The afternoon as a whole was also a statement put forward by Rangers that lessons have been learned and that they are prepared to do the dirty work in the less than glamorous surroundings to get back into the Premiership.

With all due respect to Dumbarton, who are a fine club and whose standing in Scottish football will always be a tall one simply because they once tried to sign Johan Cruyff, their ground is awful and it’s a good thing that they are trying to relocate.

An icy wind whips in off the Clyde, there is one stand and nothing else and the pitch is many things apart from being close to flat.

This is the sort of place where during their adventures in the lower leagues over these years, Rangers have dropped their standards and points, particularly last season.

The players haven’t been up for it, to coin a phrase, and the Dumbarton lads for example will also be psyched when the men from Ibrox come to town.

So there would have been more than one supporter who wondered whether the team had it in them to raise the performances levels once again so soon after their best performance of the last two seasons.

And they were well within their rights to be concerned.

But when a guy who has scored goals at Wembley, against Germany and Italy, winners in cup finals and Old Firm games, for both teams as well, can get himself up for such a match then automatic promotion is more than likelihood.

Miller is 36 now and yet he treated an away game at Dumbarton as if it was the biggest of his career.

That attitude rubbed off on the rest and it’s the reason why after a slow-ish start, Rangers scored six – and it should have been more – to record their best win of the season.

Miller has played over 700 professional games so far and has not thought about stopping.

There are some Rangers fans, and let’s be honest here, who were not cheering when they heard Warburton had extended the striker’s stay at Ibrox.

However, when the younger players see a guy who has done everything get a hat-trick against Dumbarton and give off the impression it was the first goals he’d even scored, then they will surely follow his lead.

Now you might say it’s only Dumbarton, a part-team with one stand up against the club with the second highest wage bill in the country, and you would be right.

However, this is where Rangers are and such games have to be treated in the proper way, rather than what seemed to be happening under the previous regime. The points have to be taken and while there have been and will be stumbles, performances like this will delight Mark Warburton.

When the teams ran out before kick-off, some fans could be forgiven for thinking that surely Miller with his money and past career should be doing anything else but running around in the Championship on a wretched day.

But he loves playing football and loves Rangers. The way he scored his first goal when he took a sore one having got to the ball a fraction before Dumbarton keeper Mark Brown told you all you needed to know about his state of mind.

It’s that kind of attitude that is going to get Rangers up, mixed with the good football they are capable of.
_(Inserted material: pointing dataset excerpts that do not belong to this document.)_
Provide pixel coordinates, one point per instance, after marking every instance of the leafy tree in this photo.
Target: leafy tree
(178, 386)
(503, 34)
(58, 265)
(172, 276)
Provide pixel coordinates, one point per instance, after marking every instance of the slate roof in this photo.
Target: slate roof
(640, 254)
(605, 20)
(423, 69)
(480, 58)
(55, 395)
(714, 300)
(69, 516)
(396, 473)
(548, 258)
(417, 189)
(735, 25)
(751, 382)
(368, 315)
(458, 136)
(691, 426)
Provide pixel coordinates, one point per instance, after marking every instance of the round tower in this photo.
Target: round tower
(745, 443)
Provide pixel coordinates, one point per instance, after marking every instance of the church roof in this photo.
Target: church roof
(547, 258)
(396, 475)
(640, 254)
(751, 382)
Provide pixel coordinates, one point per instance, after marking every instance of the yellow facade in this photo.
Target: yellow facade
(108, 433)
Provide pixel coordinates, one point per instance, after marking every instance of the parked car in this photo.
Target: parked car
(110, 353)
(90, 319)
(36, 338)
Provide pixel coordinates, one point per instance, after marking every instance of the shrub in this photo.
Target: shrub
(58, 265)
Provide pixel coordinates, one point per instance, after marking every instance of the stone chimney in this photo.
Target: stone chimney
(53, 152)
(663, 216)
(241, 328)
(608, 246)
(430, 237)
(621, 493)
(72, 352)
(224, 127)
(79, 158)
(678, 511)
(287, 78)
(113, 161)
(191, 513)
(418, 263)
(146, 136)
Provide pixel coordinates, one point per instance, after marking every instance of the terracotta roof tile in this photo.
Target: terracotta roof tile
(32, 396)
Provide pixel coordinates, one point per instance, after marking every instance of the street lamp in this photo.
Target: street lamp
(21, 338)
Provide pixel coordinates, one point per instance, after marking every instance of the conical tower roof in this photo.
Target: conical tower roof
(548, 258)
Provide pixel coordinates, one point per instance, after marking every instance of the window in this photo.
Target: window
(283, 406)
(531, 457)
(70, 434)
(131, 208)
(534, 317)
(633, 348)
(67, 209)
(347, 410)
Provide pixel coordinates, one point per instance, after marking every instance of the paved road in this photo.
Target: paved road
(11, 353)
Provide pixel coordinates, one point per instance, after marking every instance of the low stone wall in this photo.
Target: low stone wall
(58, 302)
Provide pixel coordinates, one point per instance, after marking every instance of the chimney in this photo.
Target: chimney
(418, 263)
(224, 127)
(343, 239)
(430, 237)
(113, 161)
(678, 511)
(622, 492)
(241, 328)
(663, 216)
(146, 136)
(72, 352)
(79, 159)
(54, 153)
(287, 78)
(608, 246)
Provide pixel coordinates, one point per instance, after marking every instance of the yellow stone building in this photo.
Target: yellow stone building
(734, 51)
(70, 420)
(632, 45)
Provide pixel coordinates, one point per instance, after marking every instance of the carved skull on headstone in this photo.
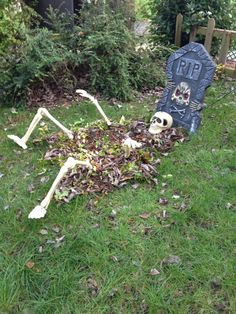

They still allow too many crosses into the box; Dumbarton had two decent chances with headers when the Rangers defence went AWOL. They will always give the opposition chances, even in a 6-0 rout.

Andy Halliday is a fine player, but he isn’t a deep lying midfielder. Warburton would do worse than to find one of them.

Hibs are a good team and will rightly fancy winning the title. Alan Stubbs may have mentioned that he senses teams have worked out Rangers and to some extent they have. But the win over Hibs and Saturday’s performance could well be a turning point.

We shall see.

James Tavernier was terrific again. He is never a right-back in a million years, he is way too attack-minded, but the lad is a talent and is another whose application could never be questioned.

Martyn Waghorn is one of those ‘what you see is what you get players.’ Same applies to Halliday, Jason Holt and Lee Wallace who is something of a consistency freak.

January days at the Cheaper Insurance Direct Stadium, formerly the Strathclyde Homes Stadium, are not filled with glory, but these are the fixtures that have to be won if Rangers are to avoid the unthinkable and spend another year out of the top tier.

The players showed at the weekend that they knew that match had to be treated the same way was the visit of Hibs to a packed Ibrox. It means that whatever else Warburton has done, he has got the message through that every game is a big one.